Our model generates CLIP image embeddings from fMRI signals and those image embeddings can be used for retrieval (using cosine similarity for example) or passed into a pretrained diffusion model that takes in CLIP image embeddings and generates an image (it's a bit more complicated than that but that's the gist, read the blog post for more info).

So we are doing both reconstruction and retrieval.

The reconstruction achieves SOTA results. The retrieval demonstrates that the image embeddings contain fine-grained information, not just saying it's just a picture of a teddy bear and then the diffusion model just generates a random teddy bear picture.

I think the zebra example really highlights that. The image embedding generated matches the exact zebra image that was seen by the person. If the model only could say it's just a zebra picture, it wouldn't be able to do that. But the model is picking up on fine-grained info present in the fMRI signal.

The blog post has more information and the paper itself has even more information so please check it out! :)


So what's the output if I show a completely novel image to the subject? E.g. a picture of my armpit covered in blue paint?


Why are you building this, and what kind of ethical considerations have you taken, if any?

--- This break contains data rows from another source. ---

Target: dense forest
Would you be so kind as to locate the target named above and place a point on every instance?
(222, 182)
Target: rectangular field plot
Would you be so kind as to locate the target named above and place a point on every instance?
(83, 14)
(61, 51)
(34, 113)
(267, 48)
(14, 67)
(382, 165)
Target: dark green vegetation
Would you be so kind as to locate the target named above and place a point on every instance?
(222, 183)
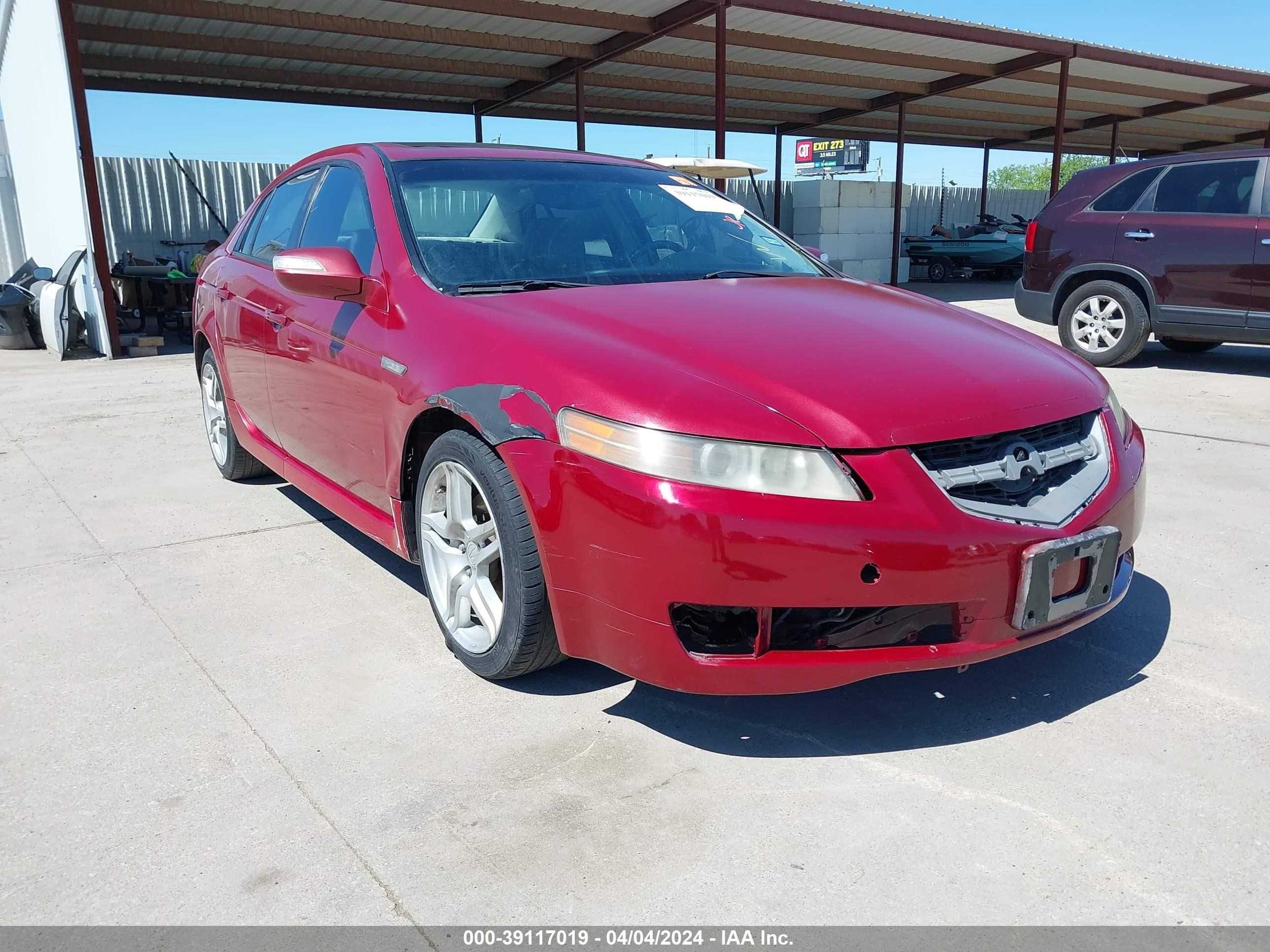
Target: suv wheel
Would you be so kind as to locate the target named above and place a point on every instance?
(1189, 347)
(1104, 323)
(481, 563)
(228, 453)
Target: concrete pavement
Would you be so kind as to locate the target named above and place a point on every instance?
(220, 705)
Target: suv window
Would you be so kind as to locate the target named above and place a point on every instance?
(1126, 193)
(1207, 188)
(275, 226)
(341, 216)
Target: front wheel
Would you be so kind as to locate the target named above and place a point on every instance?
(481, 563)
(1105, 323)
(228, 453)
(1189, 347)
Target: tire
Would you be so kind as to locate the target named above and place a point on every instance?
(525, 638)
(1104, 323)
(1189, 347)
(237, 464)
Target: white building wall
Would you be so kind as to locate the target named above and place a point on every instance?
(43, 148)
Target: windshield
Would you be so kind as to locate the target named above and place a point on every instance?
(499, 223)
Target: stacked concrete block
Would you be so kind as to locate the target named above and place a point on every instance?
(851, 223)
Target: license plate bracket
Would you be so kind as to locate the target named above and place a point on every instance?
(1035, 605)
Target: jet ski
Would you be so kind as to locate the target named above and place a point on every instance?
(991, 247)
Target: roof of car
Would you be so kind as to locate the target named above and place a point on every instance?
(1226, 155)
(399, 151)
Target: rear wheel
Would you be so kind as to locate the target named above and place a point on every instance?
(481, 563)
(1189, 347)
(1105, 323)
(228, 453)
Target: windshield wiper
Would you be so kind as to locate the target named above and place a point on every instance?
(499, 287)
(738, 273)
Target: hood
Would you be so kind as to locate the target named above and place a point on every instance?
(855, 365)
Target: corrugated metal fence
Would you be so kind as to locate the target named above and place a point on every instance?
(148, 201)
(962, 206)
(743, 192)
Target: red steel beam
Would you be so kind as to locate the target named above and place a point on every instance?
(945, 84)
(1059, 122)
(92, 188)
(579, 109)
(984, 187)
(1148, 112)
(1209, 144)
(616, 45)
(909, 23)
(720, 87)
(900, 195)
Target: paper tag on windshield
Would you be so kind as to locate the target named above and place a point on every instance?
(700, 200)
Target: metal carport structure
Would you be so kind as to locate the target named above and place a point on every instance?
(788, 67)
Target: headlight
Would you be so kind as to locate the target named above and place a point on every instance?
(1122, 418)
(757, 468)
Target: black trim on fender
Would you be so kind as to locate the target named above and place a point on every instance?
(1034, 305)
(1213, 318)
(1254, 334)
(1142, 280)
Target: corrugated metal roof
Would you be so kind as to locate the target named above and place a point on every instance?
(793, 63)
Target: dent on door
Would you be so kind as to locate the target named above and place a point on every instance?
(329, 399)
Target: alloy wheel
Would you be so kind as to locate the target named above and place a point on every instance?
(1097, 324)
(461, 556)
(214, 414)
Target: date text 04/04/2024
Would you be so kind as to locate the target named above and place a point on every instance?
(478, 938)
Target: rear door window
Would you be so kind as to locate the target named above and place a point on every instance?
(1208, 188)
(341, 216)
(1126, 193)
(280, 219)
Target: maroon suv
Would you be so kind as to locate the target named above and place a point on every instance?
(1176, 247)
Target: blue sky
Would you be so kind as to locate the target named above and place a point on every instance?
(125, 124)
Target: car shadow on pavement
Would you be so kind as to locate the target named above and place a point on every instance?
(925, 709)
(1245, 360)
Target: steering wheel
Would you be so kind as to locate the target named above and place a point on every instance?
(672, 247)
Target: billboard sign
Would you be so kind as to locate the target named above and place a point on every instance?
(830, 155)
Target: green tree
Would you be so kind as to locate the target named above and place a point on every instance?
(1037, 174)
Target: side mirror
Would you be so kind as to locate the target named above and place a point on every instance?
(323, 272)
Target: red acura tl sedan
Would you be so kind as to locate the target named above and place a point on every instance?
(612, 415)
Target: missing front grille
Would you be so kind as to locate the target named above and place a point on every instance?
(1042, 475)
(715, 630)
(825, 629)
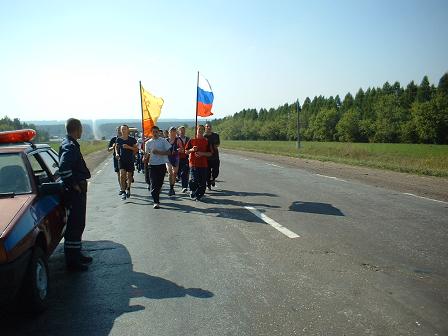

I'm curious what answers you would find acceptable? I'm not being snarky - I genuinely struggle with this line of thinking. People seem to find "if I don't then someone else will" to be an unacceptable answer but it seems to me to be fairly central.

There's a inevitability about most scientific discoveries (there are notable exceptions but they are few) and unless we're talking about something with capital outlay in the trillions of dollars then it's going to happen whether we like it or not - short of a global totalitarian state capable of deep scrutiny of all research.


>People seem to find "if I don't then someone else will" to be an unacceptable answer but it seems to me to be fairly central.

Because you can use this as a cop out for truly heinous work. I.e. gain of function research, autonomous weapons, chemical weapons, etc. It's not a coherent world view for someone that actually cares about doing good.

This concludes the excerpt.